Home | First | Prev | Next

A. In His Being Brought to the Slaughter

If we experience Christ in His experiences as the burnt offering to God, we shall realize that we, like Christ, should be brought to the slaughter. We may apply this to the matter of married life. In a quarrel between husband and wife, if both, or even one of the two, would experience Christ in His experience of being brought to the slaughter, the quarrel would be swallowed up. The result will be the same concerning problems in the church if in the church life we experience Christ in His experience of being brought to the slaughter.

If we do not resist but allow others to bring us to the slaughter, we shall experience Christ in His death. In Philippians 3:10 Paul says, “To know Him and the power of His resurrection and the fellowship of His sufferings, being conformed to His death.” To be brought to the slaughter is to take a step to be conformed to Christ’s death. This is to have a life shaped in the pattern given to us by Christ when He did not resist but quietly went along as others brought Him to the slaughter. Christ was brought to the slaughter at Golgotha, but that was not the only time He was brought to the slaughter. Christ’s entire life, especially the years of His ministry, was a life of being brought to the slaughter.

The Christian life should be a life of the burnt offering. This burnt offering, of course, refers not to ourselves but to Christ. The Christian life, therefore, is actually a life of Christ as the burnt offering. Paul lived such a life. This is why he could say, “Be imitators of me, as I also am of Christ” (1 Cor. 11:1). Paul lived a life that was a repetition of the life of the burnt offering which Christ lived when He was on earth. This is a matter of experiencing Christ in His experiences as the burnt offering.

In Acts 21 we see that Paul experienced Christ in His experience of being brought to the slaughter. Paul had gone to Jerusalem to visit the church there. He met with James and all the elders, relating to them the things which God had done among the Gentiles through his ministry. Then they said to Paul, “You observe, brother, how many thousands there are among the Jews who have believed, and all are zealous for the law; and they have been instructed concerning you that you are teaching all the Jews throughout the nations apostasy from Moses, telling them not to circumcise their children, nor to walk according to the customs” (vv. 20-21). The elders went on to propose that Paul go to the temple with four men who had made a vow, be purified with them, and pay their expenses so that all would know that Paul walked orderly, keeping the law (vv. 23-24). Paul took their word and went with the four men to the temple. However, the Lord would not tolerate the situation but, in His sovereignty, allowed a disturbance to take place which led to Paul’s being arrested by the Romans. The Jews from Asia saw Paul in the temple and “threw all the crowd into confusion; and they laid their hands on him” (v. 27). The whole city was stirred up, and the people laid hold of Paul and “dragged him outside the temple” (v. 30). Those who seized Paul in this way “were seeking to kill him” (v. 31). Eventually, the commander drew near and “laid hold of him and ordered him to be bound with two chains” (v. 33) and, because of the uproar, “ordered that he be brought into the barracks” (v. 34). A multitude of people followed and cried out, “Away with him!” (v. 36). Here we see that Paul surely had the experience of being brought to the slaughter; he experienced what the Lord Jesus experienced.

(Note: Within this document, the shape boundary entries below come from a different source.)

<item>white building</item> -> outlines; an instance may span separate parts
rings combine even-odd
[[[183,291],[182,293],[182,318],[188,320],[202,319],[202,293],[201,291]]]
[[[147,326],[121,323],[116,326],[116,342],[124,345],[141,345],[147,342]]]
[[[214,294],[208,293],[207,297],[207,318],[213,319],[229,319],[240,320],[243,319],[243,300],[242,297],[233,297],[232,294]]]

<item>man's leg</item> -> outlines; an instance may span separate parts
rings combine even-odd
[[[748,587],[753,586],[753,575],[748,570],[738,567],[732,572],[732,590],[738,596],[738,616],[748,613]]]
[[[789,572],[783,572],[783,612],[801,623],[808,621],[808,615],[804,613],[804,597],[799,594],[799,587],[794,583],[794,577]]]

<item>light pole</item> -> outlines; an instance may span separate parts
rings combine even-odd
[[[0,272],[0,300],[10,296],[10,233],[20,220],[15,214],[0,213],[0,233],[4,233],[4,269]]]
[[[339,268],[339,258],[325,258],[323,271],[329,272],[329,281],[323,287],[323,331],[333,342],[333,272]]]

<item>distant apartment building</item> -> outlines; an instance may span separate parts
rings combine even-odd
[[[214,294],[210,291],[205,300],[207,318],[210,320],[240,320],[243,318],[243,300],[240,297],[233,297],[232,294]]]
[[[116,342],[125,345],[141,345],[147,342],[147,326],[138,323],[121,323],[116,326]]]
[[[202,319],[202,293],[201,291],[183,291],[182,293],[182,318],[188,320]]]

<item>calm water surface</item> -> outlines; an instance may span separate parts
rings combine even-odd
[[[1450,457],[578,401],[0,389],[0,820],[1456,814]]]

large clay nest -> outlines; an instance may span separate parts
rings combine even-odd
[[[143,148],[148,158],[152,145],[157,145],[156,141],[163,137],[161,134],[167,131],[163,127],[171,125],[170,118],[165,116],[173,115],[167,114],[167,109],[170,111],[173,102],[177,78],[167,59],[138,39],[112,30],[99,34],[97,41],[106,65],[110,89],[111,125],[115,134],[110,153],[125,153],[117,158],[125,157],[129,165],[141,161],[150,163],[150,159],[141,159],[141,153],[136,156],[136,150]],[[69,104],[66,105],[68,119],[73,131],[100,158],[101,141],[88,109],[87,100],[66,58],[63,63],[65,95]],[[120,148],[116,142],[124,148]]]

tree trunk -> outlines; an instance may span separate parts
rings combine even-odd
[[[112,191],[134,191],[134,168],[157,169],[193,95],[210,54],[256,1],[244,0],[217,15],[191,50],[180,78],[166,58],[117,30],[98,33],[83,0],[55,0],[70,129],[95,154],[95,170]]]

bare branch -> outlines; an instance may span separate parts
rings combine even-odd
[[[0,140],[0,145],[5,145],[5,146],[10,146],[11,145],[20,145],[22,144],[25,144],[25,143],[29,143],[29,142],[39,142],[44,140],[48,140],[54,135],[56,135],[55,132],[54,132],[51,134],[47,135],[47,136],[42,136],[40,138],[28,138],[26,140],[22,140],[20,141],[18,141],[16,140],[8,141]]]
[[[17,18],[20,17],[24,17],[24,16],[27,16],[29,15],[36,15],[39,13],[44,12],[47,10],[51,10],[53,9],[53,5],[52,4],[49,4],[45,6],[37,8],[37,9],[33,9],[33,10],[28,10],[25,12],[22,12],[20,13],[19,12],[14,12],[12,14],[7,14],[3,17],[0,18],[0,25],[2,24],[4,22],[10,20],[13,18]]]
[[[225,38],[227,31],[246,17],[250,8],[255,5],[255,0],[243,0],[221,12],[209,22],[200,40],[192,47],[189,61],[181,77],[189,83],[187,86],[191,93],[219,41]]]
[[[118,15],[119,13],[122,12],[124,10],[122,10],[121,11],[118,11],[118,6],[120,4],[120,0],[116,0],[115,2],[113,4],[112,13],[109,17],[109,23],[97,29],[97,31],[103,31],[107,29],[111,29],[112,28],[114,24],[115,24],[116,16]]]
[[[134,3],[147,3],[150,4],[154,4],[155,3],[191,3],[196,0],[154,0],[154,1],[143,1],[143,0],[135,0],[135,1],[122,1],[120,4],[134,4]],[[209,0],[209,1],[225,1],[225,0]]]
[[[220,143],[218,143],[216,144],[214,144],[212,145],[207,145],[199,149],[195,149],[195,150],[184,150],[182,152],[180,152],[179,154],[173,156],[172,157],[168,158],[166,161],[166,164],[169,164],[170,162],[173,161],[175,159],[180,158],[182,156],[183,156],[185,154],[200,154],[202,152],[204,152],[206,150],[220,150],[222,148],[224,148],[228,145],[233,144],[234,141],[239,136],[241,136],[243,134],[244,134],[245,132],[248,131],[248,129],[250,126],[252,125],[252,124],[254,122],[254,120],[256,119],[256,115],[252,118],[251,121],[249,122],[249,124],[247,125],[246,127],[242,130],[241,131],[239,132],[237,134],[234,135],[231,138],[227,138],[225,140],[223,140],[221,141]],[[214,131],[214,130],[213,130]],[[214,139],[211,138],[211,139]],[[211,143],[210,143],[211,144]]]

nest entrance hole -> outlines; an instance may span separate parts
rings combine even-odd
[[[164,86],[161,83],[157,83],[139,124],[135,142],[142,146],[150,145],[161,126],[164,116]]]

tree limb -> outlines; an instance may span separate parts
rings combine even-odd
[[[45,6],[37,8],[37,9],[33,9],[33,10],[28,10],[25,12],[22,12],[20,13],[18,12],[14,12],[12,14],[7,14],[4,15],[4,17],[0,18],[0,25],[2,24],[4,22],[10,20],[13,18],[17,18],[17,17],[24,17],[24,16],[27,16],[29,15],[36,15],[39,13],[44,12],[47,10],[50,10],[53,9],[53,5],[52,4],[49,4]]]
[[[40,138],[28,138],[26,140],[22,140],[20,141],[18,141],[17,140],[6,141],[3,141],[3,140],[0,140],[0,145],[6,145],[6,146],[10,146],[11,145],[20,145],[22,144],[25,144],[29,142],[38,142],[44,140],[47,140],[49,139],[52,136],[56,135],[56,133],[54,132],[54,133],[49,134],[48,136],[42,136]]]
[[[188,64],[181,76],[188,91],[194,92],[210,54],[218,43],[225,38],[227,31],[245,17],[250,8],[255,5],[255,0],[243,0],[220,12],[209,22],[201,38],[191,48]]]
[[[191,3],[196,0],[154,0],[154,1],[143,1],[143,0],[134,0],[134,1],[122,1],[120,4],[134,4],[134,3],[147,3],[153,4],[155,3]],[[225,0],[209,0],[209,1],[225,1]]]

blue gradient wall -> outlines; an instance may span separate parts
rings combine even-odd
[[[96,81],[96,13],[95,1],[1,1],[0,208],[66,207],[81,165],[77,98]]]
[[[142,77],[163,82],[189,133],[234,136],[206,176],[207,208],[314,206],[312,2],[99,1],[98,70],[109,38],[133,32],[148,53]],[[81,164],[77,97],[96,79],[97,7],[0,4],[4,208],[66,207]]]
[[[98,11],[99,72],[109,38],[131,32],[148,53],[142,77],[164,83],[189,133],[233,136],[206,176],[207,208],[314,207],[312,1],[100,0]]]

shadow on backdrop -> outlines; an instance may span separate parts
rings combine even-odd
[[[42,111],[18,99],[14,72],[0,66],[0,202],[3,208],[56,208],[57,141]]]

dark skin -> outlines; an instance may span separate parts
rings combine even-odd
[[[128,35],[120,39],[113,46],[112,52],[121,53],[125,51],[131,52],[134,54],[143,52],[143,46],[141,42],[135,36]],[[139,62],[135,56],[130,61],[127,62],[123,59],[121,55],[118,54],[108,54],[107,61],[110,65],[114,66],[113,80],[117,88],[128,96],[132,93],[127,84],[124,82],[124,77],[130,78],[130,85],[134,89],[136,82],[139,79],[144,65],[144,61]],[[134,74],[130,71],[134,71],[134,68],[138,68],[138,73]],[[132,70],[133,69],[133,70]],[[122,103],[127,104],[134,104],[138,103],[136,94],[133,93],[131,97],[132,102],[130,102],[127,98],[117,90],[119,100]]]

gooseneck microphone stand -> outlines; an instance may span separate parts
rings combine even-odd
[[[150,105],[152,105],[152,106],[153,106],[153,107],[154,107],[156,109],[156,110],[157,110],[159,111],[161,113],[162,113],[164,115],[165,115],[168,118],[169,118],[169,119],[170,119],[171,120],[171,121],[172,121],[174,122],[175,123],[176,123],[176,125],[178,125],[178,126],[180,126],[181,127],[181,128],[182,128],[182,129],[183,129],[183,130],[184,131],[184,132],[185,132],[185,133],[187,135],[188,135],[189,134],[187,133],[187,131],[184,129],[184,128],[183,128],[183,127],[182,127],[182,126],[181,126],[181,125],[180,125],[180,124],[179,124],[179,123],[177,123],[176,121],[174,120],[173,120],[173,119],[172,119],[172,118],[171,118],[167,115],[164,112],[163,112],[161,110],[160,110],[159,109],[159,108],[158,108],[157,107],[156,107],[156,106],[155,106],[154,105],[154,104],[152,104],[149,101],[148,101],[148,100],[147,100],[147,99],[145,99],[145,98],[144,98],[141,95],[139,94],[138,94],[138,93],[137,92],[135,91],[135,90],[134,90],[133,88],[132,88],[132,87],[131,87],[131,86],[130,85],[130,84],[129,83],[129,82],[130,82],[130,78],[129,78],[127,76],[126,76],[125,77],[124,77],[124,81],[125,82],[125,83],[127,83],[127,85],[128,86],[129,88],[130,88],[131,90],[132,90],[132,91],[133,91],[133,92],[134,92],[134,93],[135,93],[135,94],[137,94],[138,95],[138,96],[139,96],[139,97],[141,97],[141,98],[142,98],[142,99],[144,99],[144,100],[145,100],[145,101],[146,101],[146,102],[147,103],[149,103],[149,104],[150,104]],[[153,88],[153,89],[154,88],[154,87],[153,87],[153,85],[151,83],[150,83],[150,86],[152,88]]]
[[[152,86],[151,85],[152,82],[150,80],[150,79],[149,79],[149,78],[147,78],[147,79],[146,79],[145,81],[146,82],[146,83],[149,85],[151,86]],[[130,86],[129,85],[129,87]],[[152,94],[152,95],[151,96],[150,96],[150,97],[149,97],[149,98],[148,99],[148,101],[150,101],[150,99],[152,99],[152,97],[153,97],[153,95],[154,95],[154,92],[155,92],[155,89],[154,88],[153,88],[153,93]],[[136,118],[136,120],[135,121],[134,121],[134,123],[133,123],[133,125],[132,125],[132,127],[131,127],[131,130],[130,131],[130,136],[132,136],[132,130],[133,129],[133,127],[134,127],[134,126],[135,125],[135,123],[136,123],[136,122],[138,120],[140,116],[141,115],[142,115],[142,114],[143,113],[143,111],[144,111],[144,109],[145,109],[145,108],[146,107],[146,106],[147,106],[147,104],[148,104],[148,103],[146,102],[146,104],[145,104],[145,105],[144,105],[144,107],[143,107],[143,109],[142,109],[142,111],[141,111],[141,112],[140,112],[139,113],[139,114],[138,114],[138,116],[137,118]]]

Perhaps you are wondering how you can experience being brought to the slaughter. If you are willing to live a burnt-offering life, you may sometimes experience being brought to the slaughter by the brothers in the church. Also, a brother may be brought to the slaughter by his wife, and a sister, by her husband. Such things often happen in the Christian life. If you have never been brought to the slaughter, then you are not an imitator of Christ. If you live the kind of life that Christ lived, you cannot avoid being brought to the slaughter. You will be brought to the slaughter again and again.

If you do not experience Christ’s experience of being brought to the slaughter, your burnt offering will only be two pigeons. However, the more you live Christ, the more you will live a life of being brought to the slaughter. Christ lived such a life, and now He lives in you to repeat His life. The repetition of His life in you becomes your experience of Christ in His experience.